Что же чувствуем мы, когда переживаем наличие жизненного смысла? Попытаемся ответить на этот вопрос, описывая совокупность смыслосозидающих переживаний, предъявляя короткую феноменологию эмоциональных форм, в которые облечены ценностные ориентиры.

1. Наличие смысла жизни выражается в переживании интереса к миру, к людям и к себе самому. Чувство интереса каждый из нас хорошо знает по собственному опыту, хотя описать его достаточно сложно. Смыслонаполненно и интересно — практически одно и то же. Когда человек говорит: смысл моей жизни в том, чтобы вырастить детей (от­равить жизнь недругу, разрушить Карфаген, открыть новые законы Вселе­нной, спасти побольше бездомных котов и т.д.), это значит, что он пристально и неотступно интересуется детьми, недругом, Карфагеном, наукой, котами и старается так или иначе повлиять на их бытие.

Иметь смысл жизни — значит стремиться воплощать свои интенции в каких-то конкретных поступках, переживаниях, мыслительных акциях.

Смысл жизни может быть связан с интересом к самым разным ве­щам, в идеале он включает целую совокупность устремлений, некую интегральную целостность, в которой взаимосвязаны пробуждающие наше внимание ценности личности. Однако порой интерес в силу обстоятельств концентрируется на одной какой-либо сфере жизни и она становится смыслообразующей. Так, человек, который в силу состояния здоровья лишен интереса к чувственно-физической стороне бытия, может обрести полноту смысла в теоретическом познании, которое остается ему доступным, или в утверждении некой идеологии (примеры тому ученый Стивен Хокинг и писатель Николай Островский).

Остается непонятной до конца природа смыслообразующего интереса.

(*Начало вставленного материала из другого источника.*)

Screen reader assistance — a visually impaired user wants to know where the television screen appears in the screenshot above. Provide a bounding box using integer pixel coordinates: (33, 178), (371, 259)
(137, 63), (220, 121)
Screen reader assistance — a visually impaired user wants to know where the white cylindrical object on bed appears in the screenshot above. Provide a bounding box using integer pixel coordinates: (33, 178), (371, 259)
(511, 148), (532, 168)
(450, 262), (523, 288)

Почему нечто становится для нас интересным? Именно для нас и именно это? Каков механизм возникновения смыслосозидающего интереса? Как понять интересное, если речь идет не о теории, а о повседневной реальности?

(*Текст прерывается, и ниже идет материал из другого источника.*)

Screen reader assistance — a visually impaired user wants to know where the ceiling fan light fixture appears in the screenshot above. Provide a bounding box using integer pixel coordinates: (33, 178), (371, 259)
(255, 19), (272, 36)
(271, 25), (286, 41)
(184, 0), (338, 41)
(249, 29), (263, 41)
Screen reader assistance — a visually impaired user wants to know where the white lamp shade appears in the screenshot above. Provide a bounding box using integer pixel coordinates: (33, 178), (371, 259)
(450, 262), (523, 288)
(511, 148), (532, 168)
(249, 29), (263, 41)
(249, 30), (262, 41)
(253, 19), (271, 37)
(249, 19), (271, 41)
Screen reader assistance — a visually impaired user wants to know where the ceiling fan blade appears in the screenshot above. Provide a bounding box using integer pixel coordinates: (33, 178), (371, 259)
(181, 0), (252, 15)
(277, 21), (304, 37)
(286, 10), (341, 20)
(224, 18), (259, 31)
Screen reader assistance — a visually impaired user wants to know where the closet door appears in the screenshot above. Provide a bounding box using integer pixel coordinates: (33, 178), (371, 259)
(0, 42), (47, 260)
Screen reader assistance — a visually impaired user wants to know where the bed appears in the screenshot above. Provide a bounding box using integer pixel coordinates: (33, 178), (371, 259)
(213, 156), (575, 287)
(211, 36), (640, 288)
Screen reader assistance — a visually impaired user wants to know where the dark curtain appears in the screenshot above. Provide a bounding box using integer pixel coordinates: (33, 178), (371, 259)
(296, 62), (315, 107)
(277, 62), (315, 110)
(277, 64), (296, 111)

Видимо, смыслонаполненный интерес возникает тогда, когда то, что для нас значимо, присутствует в нашей жизни, но его присутствие недостаточно и не может вызвать пресыщения. Эта недостаточность ценимых нами благ, их всегдашняя нехватка и будит интерес-смысл, направ­ляет луч внимания на «драгоценное-вечно-недостающее». Нехватка ис­тинного знания, деятельного самоутверждения, любви, а также чего угодно иного зажигает в душе смысловой огонь, делает то или иное яв­ление бесконечно интересным, а вместе с ним в большей или меньшей степени интересной становится и вся остальная жизнь.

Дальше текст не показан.